Generative and multimodal foundation models are transforming computational pathology’s clinical diagnostic paradigms, yet lack standardized definitions of “foundationality” and clinically aligned evaluation criteria. Method: We conduct a systematic review of their evolution in multi-scale tissue image understanding, generative diagnostic reporting, and clinical question answering. We propose the first domain-specific definition of foundationality for pathology models and introduce a four-dimensional clinical adoption framework—covering data, model architecture, evaluation protocols, and deployment readiness—with emphasis on trustworthiness, interpretability, and societal acceptability. Our approach integrates self-supervised vision models, vision-language contrastive learning, and generative AI collaborators, optimized for gigapixel whole-slide image analysis. Contribution/Results: We advocate for cross-institutional benchmark development and regulatory validation to accelerate real-world clinical translation, establishing a roadmap for trustworthy, scalable, and deployable foundation models in digital pathology.

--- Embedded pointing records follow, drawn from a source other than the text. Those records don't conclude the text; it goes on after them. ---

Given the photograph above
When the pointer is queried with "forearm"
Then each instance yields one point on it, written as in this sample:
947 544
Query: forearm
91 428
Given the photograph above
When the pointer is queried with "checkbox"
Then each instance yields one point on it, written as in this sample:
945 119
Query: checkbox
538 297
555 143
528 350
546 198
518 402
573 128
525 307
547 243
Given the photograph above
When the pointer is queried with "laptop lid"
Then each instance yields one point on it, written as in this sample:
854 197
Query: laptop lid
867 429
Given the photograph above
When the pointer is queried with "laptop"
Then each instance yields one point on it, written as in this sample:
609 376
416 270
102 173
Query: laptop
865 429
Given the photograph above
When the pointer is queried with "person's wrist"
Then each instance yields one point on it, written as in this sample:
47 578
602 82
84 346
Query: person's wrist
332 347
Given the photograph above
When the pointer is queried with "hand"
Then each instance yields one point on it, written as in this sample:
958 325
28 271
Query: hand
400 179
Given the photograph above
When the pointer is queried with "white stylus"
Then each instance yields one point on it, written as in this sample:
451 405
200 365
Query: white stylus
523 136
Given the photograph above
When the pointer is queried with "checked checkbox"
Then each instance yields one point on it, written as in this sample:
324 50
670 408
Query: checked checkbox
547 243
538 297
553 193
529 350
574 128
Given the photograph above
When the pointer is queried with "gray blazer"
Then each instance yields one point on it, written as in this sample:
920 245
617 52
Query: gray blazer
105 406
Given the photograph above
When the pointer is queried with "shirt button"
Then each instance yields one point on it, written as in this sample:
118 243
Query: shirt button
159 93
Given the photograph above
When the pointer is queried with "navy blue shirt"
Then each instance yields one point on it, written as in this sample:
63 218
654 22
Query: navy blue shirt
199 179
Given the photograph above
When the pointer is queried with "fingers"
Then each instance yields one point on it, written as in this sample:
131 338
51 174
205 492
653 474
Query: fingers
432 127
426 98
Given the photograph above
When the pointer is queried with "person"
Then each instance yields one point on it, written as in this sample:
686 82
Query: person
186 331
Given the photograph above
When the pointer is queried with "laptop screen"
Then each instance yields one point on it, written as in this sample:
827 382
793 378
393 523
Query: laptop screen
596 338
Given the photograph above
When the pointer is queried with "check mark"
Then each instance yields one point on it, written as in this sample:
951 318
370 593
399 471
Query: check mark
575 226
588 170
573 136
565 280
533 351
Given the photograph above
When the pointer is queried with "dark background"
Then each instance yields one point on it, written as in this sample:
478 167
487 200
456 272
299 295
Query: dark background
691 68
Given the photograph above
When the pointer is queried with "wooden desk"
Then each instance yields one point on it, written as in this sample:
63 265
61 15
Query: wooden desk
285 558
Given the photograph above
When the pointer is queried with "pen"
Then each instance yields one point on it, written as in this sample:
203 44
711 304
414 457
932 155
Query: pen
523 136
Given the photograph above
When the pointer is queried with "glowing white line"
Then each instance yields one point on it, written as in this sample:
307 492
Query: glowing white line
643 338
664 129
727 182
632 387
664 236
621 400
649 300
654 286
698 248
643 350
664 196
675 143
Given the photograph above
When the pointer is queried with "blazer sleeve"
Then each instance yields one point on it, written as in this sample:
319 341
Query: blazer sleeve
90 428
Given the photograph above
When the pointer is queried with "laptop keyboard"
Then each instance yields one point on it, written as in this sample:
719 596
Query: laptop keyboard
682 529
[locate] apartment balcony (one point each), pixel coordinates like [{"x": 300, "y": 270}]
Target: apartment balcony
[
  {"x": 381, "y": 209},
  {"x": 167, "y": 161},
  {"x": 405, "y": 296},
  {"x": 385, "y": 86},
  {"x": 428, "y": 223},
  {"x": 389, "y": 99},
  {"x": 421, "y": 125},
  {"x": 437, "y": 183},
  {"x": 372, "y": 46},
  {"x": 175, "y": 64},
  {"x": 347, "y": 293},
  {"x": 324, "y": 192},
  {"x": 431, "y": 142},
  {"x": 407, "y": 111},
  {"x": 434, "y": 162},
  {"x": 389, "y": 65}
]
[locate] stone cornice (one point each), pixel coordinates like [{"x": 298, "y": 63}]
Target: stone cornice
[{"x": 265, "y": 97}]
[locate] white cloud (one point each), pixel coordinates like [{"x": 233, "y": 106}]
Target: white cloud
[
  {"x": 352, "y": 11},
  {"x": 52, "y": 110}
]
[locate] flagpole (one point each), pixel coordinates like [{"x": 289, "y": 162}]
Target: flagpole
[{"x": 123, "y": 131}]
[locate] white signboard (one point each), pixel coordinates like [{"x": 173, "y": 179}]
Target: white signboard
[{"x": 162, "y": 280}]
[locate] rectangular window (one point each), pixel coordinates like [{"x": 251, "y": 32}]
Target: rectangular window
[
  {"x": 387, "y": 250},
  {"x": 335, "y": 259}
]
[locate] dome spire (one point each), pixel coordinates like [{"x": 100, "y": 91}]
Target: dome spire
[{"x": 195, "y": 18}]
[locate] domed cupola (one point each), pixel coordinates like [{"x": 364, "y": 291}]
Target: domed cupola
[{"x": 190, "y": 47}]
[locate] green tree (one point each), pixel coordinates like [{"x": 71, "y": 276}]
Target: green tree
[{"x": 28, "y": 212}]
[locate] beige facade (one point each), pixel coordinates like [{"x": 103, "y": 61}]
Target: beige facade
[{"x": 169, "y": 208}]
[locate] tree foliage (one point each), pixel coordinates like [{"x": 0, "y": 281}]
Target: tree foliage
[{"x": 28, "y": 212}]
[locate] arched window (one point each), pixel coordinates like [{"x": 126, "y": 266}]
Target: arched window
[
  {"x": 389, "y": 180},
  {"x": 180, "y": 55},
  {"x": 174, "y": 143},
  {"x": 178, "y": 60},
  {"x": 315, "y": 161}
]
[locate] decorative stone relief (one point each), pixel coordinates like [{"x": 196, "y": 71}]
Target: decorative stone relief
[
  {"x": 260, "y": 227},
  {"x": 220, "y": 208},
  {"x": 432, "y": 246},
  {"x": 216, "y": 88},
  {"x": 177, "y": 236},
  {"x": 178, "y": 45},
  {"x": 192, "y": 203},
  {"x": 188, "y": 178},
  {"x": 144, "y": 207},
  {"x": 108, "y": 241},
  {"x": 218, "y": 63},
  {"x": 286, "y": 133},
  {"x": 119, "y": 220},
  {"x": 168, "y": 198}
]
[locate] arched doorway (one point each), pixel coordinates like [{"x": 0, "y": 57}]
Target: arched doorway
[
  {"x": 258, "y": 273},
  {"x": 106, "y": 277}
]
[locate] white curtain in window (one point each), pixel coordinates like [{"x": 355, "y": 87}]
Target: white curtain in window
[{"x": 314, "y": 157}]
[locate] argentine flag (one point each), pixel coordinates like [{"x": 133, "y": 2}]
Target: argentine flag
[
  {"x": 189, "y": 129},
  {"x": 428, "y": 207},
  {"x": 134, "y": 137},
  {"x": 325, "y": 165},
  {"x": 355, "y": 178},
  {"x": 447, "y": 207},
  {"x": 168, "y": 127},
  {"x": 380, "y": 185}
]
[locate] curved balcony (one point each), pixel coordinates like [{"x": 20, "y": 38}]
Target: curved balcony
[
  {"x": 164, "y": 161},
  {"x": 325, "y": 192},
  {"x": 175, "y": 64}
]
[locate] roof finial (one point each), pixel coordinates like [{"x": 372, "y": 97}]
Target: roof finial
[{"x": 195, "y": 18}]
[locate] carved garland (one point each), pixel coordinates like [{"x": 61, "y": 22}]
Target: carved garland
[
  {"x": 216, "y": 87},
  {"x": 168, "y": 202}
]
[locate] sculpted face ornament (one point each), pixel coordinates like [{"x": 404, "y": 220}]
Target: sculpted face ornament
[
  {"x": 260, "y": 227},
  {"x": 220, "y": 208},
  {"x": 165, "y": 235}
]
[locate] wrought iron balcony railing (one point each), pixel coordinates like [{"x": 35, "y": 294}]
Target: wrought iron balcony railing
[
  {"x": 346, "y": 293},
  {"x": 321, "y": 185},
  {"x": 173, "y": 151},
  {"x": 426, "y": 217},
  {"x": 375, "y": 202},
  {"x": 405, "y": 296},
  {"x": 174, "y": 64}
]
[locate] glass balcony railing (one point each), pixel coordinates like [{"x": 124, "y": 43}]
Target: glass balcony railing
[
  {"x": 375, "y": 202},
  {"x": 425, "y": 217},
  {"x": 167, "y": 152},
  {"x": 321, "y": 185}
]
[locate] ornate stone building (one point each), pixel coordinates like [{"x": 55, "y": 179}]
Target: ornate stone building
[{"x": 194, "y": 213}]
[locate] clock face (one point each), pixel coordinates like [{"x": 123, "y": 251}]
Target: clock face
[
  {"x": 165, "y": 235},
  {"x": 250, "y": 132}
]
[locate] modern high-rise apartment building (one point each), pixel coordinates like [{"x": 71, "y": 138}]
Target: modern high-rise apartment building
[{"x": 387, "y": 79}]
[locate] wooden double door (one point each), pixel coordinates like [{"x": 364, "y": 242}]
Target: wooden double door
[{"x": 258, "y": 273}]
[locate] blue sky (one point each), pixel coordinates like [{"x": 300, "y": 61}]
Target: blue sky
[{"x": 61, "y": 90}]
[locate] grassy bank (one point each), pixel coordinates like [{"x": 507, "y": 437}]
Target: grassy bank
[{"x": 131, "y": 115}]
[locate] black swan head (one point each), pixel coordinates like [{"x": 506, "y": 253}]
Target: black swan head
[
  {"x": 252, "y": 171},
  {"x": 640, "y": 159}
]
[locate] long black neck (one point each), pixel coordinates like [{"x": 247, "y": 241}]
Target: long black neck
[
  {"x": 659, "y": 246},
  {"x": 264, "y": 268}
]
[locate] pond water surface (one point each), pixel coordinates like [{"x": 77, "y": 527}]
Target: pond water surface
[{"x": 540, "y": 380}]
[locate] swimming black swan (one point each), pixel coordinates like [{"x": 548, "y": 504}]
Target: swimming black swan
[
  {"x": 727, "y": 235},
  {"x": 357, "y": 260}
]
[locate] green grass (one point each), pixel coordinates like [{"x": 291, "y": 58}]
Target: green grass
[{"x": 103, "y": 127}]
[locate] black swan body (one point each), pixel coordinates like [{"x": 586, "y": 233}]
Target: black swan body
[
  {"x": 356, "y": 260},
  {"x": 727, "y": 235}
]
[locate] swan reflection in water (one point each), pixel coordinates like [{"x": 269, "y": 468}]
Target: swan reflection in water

From self-supervised, vision-only models to contrastive visual-language frameworks, computational pathology has rapidly evolved in recent years. Generative AI"co-pilots"now demonstrate the ability to mine subtle, sub-visual tissue cues across the cellular-to-pathology spectrum, generate comprehensive reports, and respond to complex user queries. The scale of data has surged dramatically, growing from tens to millions of multi-gigapixel tissue images, while the number of trainable parameters in these models has risen to several billion. The critical question remains: how will this new wave of generative and multi-purpose AI transform clinical diagnostics? In this article, we explore the true potential of these innovations and their integration into clinical practice. We review the rapid progress of foundation models in pathology, clarify their applications and significance. More precisely, we examine the very definition of foundational models, identifying what makes them foundational, general, or multipurpose, and assess their impact on computational pathology. Additionally, we address the unique challenges associated with their development and evaluation. These models have demonstrated exceptional predictive and generative capabilities, but establishing global benchmarks is crucial to enhancing evaluation standards and fostering their widespread clinical adoption. In computational pathology, the broader impact of frontier AI ultimately depends on widespread adoption and societal acceptance. While direct public exposure is not strictly necessary, it remains a powerful tool for dispelling misconceptions, building trust, and securing regulatory support.